# This program is public domain
"""
Define a park fitting model.
Usage
-----
The simplest sort of fitting model is something like the following::
import numpy
import park
def G(x,mu,sigma):
return numpy.exp(-0.5*(x-mu)**2/sigma**2)
class Gauss(park.Model):
parameters = ['center','width','scale']
def eval(self,x):
return self.scale * G(x,self.center,self.width)
It has a function which is evaluated at a series of x values and
a set of adjustable parameters controlling the shape of f(x).
You can check your module with something like the following::
$ ipython -pylab
from gauss import Gauss
g = Gauss(center=5,width=1,scale=10)
x = asarray([1,2,3,4,5])
y = g(x)
plot(x,y)
This should produce a plot of the Gaussian peak.
You will then want to try your model with some data. Create a file
with some dummy data, such as gauss.dat::
# x y
4 2
5 6
6 7
7 3
In order to match the model to data, you need to define a fitness
object. This shows the difference between the model and the data,
which you can then plot or sum to create a weighted chisq value::
f = park.Fitness(g, 'gauss.dat')
plot(f.data.fit_x, f.residuals())
The data file can have up to four columns, either x,y or x,y,dy
or x,dx,y,dy where x,y are the measurement points and values,
dx is the instrument resolution in x and dy is the uncertainty
in the measurement value y. You can pass any keyword arguments
to data.load that are accepted by numpy.loadtxt. For example,
you can reorder columns or skip rows. Additionally, you can modify
data attributes directly x,y,dx,dy and calc_x. See help on park.Data1D
for details.
Once you have your model debugged you can use it in a fit::
g = Gauss(center=[3,5],scale=7.2,width=[1,3])
result = park.fit((g, 'gauss.dat'))
result.plot()
In this example, center and width are allowed to vary but scale is fixed.
Existing models can be readily adapted to Park::
class Gauss(object):
"Existing model"
center,width,scale = 0,1,1
def __init__(self,**kw):
for k,v in kw.items(): setattr(self,k,v)
def eval(self,x):
return self.scale *G(x,self.center,self.width)
class GaussAdaptor(Gauss,Model):
"PARK adaptor"
parameters = ['center','width','scale']
def __init__(self,*args,**kw):
Model.__init__(self,*args)
Gauss.__init__(self,**kw)
g = GaussAdaptor(center=[3,5],scale=7.2,width=[1,3])
result = park.fit((g, 'gauss.dat'))
result.plot()
Models can become much more complex than the ones described above,
including multilevel models where fitting parameters can be added
and removed dynamically.
In many cases the park optimizer will need an adaptor for pre-existing
models. The adaptor above relies on python properties to translate
model.par access into model._par.get() and model._par.set() where _par
is the internal name for par. This technique works for simple static
models, but will not work well for sophisticated models which have,
for example, a dynamic parameter set where the model parameters cannot
be set as properties. A solution to this problem is to subclass the
park.Parameter and override the value attribute as a property.
Once models are defined they can be used in a variety of contexts, such
as simultaneous fitting with constraints between the parameters. With
some care in defining the model, computationally intensive fits can
be distributed across multiple processors. We provide a simple user
interface for interacting with the model parameters and managing fits.
This can be extended with model specialized model editors which format
the parameters in a sensible way for the model, or allow direct manipulation
of the model structure. The underlying fitting engine can also be
used directly from your own user interface.
"""
__all__ = ['Model']
import park
from park.parameter import Parameter, ParameterSet
from copy import copy, deepcopy
class ParameterProperty(object):
"""
Attribute accessor for a named parameter.

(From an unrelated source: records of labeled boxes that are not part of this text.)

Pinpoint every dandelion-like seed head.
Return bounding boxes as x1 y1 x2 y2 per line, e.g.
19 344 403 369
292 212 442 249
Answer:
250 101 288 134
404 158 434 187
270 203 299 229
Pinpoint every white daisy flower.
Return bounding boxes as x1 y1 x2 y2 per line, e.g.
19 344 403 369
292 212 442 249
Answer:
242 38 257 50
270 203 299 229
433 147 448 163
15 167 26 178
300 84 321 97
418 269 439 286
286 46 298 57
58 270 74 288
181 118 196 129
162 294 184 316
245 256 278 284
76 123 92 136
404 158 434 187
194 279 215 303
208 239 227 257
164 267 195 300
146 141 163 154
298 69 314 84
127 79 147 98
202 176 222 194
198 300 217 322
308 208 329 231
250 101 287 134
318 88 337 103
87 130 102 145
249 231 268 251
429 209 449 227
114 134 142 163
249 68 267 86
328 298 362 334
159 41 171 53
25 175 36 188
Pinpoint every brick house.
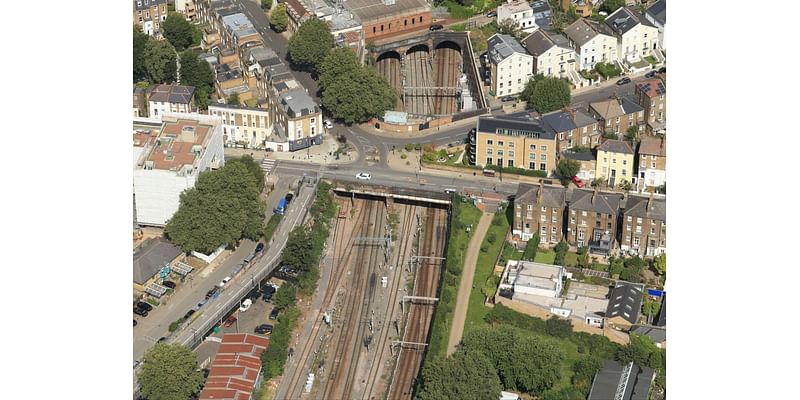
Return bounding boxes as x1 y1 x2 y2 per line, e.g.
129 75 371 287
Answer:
566 189 622 254
511 183 567 246
619 195 667 257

Objects of class ParameterProperty act similarly to normal property
objects in that assignment to object.attr triggers the __set__
method of ParameterProperty and queries of the value object.attr
triggers the __get__ method. These methods look up the actual
parameter in the dictionary model.parameterset, delegating the
the set/get methods of the underlying parameter object.
For example::
model.P1 = 5
print model.P1
is equivalent to::
model.parameterset['P1'].set(5)
print model.parameterset['P1'].get()
To enable this behaviour, the model developer must assign a
ParameterProperty object to a class attribute of the model. It
must be a class attribute. Properties assigned as an instance
attribute in the __init__ of the class will not be recognized
as properties.
An example model will look something like the following::
class MyModel:
# A property must be assigned as a class attribute!
P1 = ParameterProperty('P1')
P2 = ParameterProperty('P2')
def __init__(self, P1=None, P2=None):
parP1 = Parameter('P1')
if P1 is not None: parP1.set(P1)
parP2 = Parameter('P2')
if P2 is not None: parP2.set(P2)
self.parameterset = { 'P1': parP1, 'P2': parP2 }
This work is done implicitly by MetaModel, and by subclassing
the class Model, the model developer does not ever need to
use ParameterProperty.
"""
def __init__(self,name,**kw):
self.name = name
def __get__(self,instance,cls):
return instance.parameterset[self.name].get()
def __set__(self,instance,value):
instance.parameterset[self.name].set(value)
class MetaModel(type):
"""
Interpret parameters.
This is a meta class, and the usual meta class rules apply. That is,
the Model base class should be defined like::
class Model(object):
__metaclass__ = MetaModel
...
The MetaModel.__new__ method is called whenever a new Model
class is created. The name of the model, its superclasses and
its attributes are passed to MetaModel.__new__ which creates the
actual class. It is not called for new instances of the model.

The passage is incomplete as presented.